Elected in 1948, Margaret Chase Smith had coasted to reelection in 1954 and now sought a third term. Political observers predicted another easy victory. They didn't know the Democrats were planning a surprise. Maine's junior senator, Edmund Muskie (who had a very testy relationship with Smith), had carefully chosen the opposing candidate—Democratic state representative Lucia Cormier. The only way to beat Margaret Chase Smith, Muskie argued, was with another woman.

The Democrats' choice presented Smith with an interesting challenge. "I was so successful in overcoming the campaign argument that 'the Senate is no place for a woman,'" Smith confessed, "that I must have overdone it." Unlike Smith, Cormier was not nationally known, but she was a familiar face in Maine. A successful businesswoman and veteran state representative, Cormier became Democratic floor leader in Maine's state house of representatives in 1959. According to the Bangor News, she was the "most efficient, most sincere, and hardest-working" woman ever to grace the legislative scene.

The historic contest gained national attention in February of 1960, when Senator Muskie personally launched Cormier's campaign. He escorted the Democratic candidate to the Senate Chamber, introduced her as "the next senator from Maine," and urged her to take a seat at one of the historic desks. Clearly, Smith complained, this was a breach of Senate etiquette. A media ruckus followed.

Despite the accomplishments of both women, news reporters frequently derided their qualifications. It was a contest of "widow" versus "spinster," declared the Los Angeles Times. Time magazine described Cormier as a "stocky, even-tempered spinster," while pundits portrayed Smith as a cranky shrew and predicted scenes of "hair-pulling" and "eye-scratching." We expect to see "a dramatic clashing of will and words," wrote a reporter for the Washington Post, "a real fur-flying political cat fight," since the Democrats have "nominated a scrappy ex-school teacher . . . to topple [the Senate's] snowy-maned, frosty-mannered Republican 'queen bee.'"
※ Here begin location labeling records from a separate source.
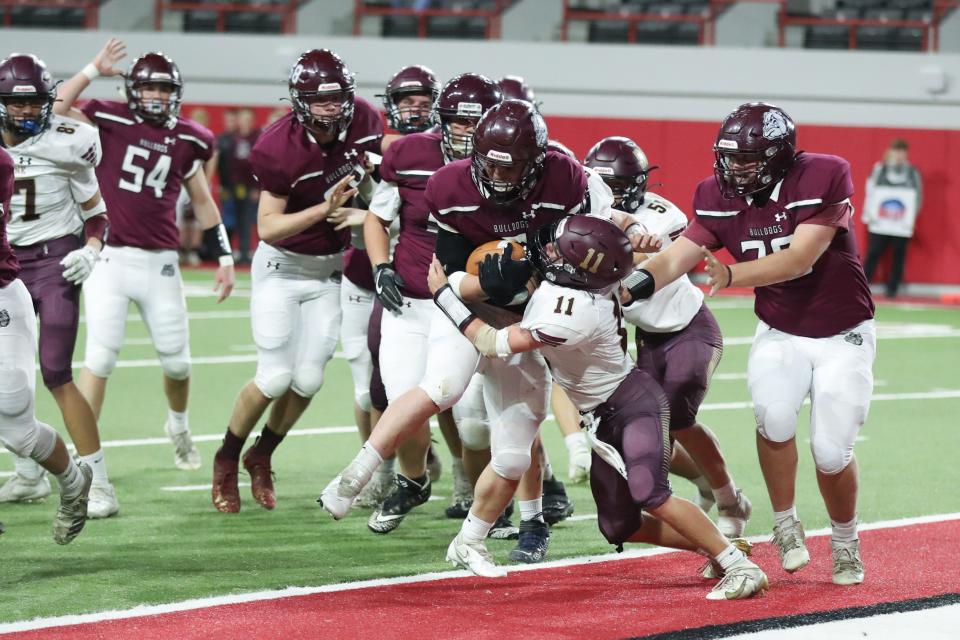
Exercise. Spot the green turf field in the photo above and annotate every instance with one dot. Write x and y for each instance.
(167, 545)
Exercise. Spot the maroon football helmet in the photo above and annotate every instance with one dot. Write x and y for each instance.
(464, 97)
(624, 167)
(413, 80)
(755, 147)
(582, 252)
(154, 69)
(516, 88)
(24, 77)
(321, 75)
(510, 135)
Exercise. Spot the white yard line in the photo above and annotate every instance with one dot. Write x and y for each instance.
(259, 596)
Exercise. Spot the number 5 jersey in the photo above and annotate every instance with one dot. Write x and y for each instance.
(143, 170)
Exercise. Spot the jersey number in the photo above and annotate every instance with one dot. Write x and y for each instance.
(29, 188)
(559, 308)
(157, 178)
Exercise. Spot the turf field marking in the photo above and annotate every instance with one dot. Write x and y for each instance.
(203, 603)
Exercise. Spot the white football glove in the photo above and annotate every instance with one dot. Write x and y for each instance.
(78, 264)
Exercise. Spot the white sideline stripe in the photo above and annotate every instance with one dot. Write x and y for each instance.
(257, 596)
(944, 394)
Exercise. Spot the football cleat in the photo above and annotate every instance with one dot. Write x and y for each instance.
(847, 565)
(474, 557)
(377, 490)
(102, 502)
(789, 540)
(742, 580)
(72, 513)
(732, 520)
(407, 495)
(556, 504)
(225, 493)
(712, 570)
(20, 489)
(261, 478)
(185, 454)
(532, 543)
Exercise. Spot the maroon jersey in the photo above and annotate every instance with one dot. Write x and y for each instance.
(9, 268)
(143, 170)
(289, 163)
(456, 203)
(409, 163)
(834, 296)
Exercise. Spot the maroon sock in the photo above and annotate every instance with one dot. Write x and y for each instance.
(232, 445)
(268, 441)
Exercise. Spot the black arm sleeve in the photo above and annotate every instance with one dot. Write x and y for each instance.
(452, 251)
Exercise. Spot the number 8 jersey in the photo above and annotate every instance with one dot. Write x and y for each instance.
(142, 171)
(53, 174)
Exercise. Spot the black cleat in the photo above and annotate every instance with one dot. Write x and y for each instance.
(407, 495)
(533, 542)
(556, 504)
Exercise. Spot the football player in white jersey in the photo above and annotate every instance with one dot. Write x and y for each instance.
(56, 227)
(678, 340)
(574, 319)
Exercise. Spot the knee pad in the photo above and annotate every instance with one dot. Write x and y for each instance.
(100, 360)
(777, 421)
(176, 366)
(273, 384)
(510, 464)
(16, 398)
(307, 381)
(474, 433)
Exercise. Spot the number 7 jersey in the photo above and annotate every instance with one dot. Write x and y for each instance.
(143, 170)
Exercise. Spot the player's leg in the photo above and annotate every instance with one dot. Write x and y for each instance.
(105, 303)
(779, 374)
(842, 386)
(20, 432)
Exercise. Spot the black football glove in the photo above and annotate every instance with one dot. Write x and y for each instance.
(502, 277)
(387, 287)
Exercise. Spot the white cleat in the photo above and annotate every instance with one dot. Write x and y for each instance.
(732, 520)
(743, 580)
(847, 565)
(789, 540)
(333, 500)
(20, 489)
(474, 557)
(185, 454)
(102, 502)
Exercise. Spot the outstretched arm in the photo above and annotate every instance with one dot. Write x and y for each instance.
(103, 64)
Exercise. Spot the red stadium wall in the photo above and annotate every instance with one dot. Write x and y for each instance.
(683, 150)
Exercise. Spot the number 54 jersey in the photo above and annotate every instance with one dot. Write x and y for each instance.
(53, 174)
(142, 171)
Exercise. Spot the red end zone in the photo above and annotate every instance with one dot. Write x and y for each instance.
(627, 598)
Ignored by the press was the fact that Smith and Cormier had known each other for years, had worked together in the National Federation of Business and Professional Women Clubs, and were determined to run serious campaigns. Smith remained mostly quiet to avoid any controversy that might give her challenger visibility. "Don't trade a record for a promise," she told voters. Two days before the November 8 election, the women faced off in a state-wide televised debate. Commentators urged Cormier to "slug it out" with Smith, but both candidates remained above the fray. They were "ladylike," Smith recalled, but not "powder puff."

Smith won the so-called "Petticoat Race." She took 62 percent of the vote, the highest winning percentage of any Senate Republican that year. Consequently, in January of 1961, following this historic, high-profile match-up, the defending champion returned to the Senate stronger than ever.